Je n’ai pu m’empêcher de penser à la même chose en voyant l’une des technologies déployées au sein de l’ETRI.
En effet, pendant la visite de leur showcase, les représentants de l’ETRI nous ont fait grand cas de leurs technologies de Non-Photorealistic Rendering (NPR), c’est à dire des outils permettant de modifier une image pour lui faire prendre d’autre apparences - des espèces de SFX en temps réel.
Ils nous ont notamment démontré comment ils pouvaient prendre une photo de chacun d’entre nous et la transformer en un tableau à la manière de Manet en temps réel. Le tout était mis en avant de la plus belle façon à l’aide d’un gros écran LCD incrusté dans un cadre de tableau et surmonté d’une petite caméra.

Je ne l’avais pas pris en photo, mais le prototype en question est là sur la gauche de l’image.
Voilà par exemple ce que cela donne comme résultat, ici en flash, ou juste en dessous en image :

Mais voilà que le 14 juillet, je tombe sur une annonce “magic artist for the iphone” qui propose de transformer les images de la façon suivante :

Le logiciel a été développé par Philipp Lenssen (que je connais via le blog Google Blogoscoped, et Mike Dougherty - que je ne connais pas). Et l’application propose de réaliser une peinture sur la base d’une photo que vous créez.
Mieux, elle propose également de vous laisser “dessiner” la peinture à l’aide de quelques touches de doigts. De cette façon, aucune peinture ne sera jamais identique et sera autant le fruit de l’algorithme de traitement que de votre travail personnel.
Leur site web est ici : Magic Artist
Comme vous le voyez, nous sommes ici aussi dans une situation où la technologie a permis de produire une solution rapide et facilement diffusable auprès d’un grand nombre d’utilisateurs. Certes, j’imagine que l’algorithme et la technologie de Magic Artist sont moins performants que ceux de l’iPhone.

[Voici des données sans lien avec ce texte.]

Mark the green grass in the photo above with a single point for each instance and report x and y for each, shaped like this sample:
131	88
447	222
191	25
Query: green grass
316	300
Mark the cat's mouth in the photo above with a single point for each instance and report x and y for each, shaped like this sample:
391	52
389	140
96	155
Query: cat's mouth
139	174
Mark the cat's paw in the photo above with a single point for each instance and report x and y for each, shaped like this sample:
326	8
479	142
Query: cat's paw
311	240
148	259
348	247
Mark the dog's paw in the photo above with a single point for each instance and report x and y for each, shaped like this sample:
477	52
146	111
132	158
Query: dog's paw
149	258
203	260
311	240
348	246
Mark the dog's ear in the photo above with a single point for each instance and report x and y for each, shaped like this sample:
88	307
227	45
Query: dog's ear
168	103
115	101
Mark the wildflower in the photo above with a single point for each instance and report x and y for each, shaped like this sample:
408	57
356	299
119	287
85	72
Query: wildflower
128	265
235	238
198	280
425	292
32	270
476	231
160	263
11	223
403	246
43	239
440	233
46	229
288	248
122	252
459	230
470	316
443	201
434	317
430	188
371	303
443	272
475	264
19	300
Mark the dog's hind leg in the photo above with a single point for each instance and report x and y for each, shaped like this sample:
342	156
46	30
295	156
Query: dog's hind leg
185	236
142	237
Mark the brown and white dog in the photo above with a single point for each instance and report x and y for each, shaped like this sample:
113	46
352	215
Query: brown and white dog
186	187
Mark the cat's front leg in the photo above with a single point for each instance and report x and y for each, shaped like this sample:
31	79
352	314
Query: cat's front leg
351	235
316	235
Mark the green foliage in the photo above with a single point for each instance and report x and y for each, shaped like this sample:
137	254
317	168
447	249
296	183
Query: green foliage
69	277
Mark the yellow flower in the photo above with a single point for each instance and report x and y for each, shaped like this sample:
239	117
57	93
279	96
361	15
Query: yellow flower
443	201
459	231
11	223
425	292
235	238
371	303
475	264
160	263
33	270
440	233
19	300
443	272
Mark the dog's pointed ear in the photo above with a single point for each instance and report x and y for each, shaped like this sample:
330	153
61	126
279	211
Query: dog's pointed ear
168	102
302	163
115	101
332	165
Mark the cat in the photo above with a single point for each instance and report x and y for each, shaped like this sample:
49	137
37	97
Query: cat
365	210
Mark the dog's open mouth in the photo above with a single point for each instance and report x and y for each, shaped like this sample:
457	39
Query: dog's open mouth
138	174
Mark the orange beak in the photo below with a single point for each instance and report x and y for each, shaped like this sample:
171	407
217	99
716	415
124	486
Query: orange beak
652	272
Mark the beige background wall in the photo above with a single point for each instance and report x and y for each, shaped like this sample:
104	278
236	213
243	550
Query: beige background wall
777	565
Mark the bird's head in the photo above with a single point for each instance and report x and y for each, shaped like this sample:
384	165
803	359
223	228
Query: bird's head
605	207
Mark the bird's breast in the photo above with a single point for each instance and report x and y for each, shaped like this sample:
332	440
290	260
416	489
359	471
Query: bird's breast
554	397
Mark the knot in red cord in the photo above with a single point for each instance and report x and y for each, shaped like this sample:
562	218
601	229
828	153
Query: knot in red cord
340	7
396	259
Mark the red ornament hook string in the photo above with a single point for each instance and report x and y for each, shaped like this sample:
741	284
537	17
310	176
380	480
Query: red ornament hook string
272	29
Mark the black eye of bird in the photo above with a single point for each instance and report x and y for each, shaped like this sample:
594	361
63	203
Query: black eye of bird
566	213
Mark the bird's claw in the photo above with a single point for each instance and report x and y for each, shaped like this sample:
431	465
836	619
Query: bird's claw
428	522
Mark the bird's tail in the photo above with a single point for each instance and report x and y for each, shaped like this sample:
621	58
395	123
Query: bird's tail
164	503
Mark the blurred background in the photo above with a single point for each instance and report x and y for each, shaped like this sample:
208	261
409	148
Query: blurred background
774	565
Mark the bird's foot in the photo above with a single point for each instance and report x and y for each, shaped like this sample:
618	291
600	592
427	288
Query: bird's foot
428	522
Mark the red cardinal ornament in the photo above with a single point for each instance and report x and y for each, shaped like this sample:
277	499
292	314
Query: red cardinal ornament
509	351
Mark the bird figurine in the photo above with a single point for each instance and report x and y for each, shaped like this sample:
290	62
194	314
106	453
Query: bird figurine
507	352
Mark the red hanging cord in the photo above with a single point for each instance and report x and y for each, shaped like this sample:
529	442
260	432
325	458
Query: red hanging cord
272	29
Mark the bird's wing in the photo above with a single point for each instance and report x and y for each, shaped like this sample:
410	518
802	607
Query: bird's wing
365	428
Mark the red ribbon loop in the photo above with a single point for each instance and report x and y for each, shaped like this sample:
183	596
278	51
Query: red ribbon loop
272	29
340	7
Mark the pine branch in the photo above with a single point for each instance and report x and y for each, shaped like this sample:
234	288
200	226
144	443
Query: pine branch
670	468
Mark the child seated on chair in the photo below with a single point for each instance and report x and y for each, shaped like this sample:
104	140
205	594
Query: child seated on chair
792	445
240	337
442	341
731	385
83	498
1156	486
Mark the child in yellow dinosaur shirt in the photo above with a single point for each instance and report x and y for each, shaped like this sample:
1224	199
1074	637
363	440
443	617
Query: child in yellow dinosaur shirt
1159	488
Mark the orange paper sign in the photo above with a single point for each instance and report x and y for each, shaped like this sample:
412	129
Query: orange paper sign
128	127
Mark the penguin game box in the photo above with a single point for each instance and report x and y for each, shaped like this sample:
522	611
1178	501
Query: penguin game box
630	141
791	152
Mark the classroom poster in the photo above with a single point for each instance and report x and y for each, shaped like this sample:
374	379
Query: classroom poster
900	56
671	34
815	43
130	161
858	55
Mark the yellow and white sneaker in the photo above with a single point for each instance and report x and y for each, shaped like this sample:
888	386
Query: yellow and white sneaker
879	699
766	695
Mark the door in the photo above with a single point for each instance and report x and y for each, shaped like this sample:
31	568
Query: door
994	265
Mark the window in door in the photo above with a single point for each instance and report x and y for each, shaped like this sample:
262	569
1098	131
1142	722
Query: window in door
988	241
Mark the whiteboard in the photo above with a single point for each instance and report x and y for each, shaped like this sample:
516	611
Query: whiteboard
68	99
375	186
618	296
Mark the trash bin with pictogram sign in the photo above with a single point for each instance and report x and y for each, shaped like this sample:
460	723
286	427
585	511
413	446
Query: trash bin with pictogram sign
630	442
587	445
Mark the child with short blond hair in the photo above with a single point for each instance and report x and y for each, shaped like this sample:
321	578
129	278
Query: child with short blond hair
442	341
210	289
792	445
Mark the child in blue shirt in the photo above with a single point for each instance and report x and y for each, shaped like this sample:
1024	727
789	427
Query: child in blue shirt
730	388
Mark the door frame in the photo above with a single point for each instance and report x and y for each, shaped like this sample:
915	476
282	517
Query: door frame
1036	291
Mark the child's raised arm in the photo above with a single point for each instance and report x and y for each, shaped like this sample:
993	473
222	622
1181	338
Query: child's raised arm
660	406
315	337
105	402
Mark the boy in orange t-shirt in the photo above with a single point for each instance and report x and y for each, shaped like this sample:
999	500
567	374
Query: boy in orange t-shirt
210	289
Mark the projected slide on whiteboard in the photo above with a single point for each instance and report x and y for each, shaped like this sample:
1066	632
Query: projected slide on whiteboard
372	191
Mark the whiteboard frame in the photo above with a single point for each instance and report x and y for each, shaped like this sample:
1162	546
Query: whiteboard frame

Mais ils ont réussi à créer un produit et sont allés plus loin que l’ETRI en termes d’usage.
On ne peut que rester songeur en remarquant que deux développeurs ont réussi à produire quelque chose de très similaire au travail d’un grand laboratoire de recherche de renommée internationale.
L’innovation et la recherche ne sont plus identiques, elles ne suivent plus les mêmes processus et ne sont pas conduites par les mêmes acteurs.
On peut donc en déduire qu’une compétition est en train de s’installer et que, contrairement à ce qu’en pensent les acteurs traditionnels de l’innovation - chercheurs, laboratoires, etc. - il n’est pas certain que celle-ci soit forcément à leur avantage - le fait que des développeurs inconnus réussissent à réaliser des applications proches de leurs meilleurs prototypes devraient au moins les inciter à renouveler leur recrutement et leurs partenariats.
A moins que des mécanismes de coopération ne s’instaurent petit à petit - mais comment les amener ensemble à se considérer d’égal à égal pour échanger dans les deux sens ?
Update : Stéphane Singier, de Cap Digital, me précise quelques points intéressants. Pour info l’ETRI équivalent pourtant à l’Institut Telecom dispose au Siggraph d’un stand 10 fois plus grand, et même plus grand que celui de Cap Digital. Ils sont généralement très orientés com’ : plaquette, etc. et bel agencement spécifique qui doit être un investissement financier non négligeable.
Mais dès que l’on veut rentrer dans le détail d’une application, cela devient impossible. Ils ne sont là que pour de la visibilité.
Sur les rendus non photoréalistiques, il existe de nombreuses méthodes, soit pendant le calcul de l’image 3D avec des shaders de rendu un peu particulier : couleur en aplat, etc. Soit un post traitement de l’image déjà calculée et qui peut être également une photo ou un film décomposé en une succession de photos.
Ces traitements sont connus depuis de nombreuses années : Painterly Effects, etc. et les chercheurs échangent leurs méthodes et algos dans des manifs, notamment NPAR.ORG
Sans oublier plusieurs logiciels qui font des traitements non photo-realistiques : Painter, etc.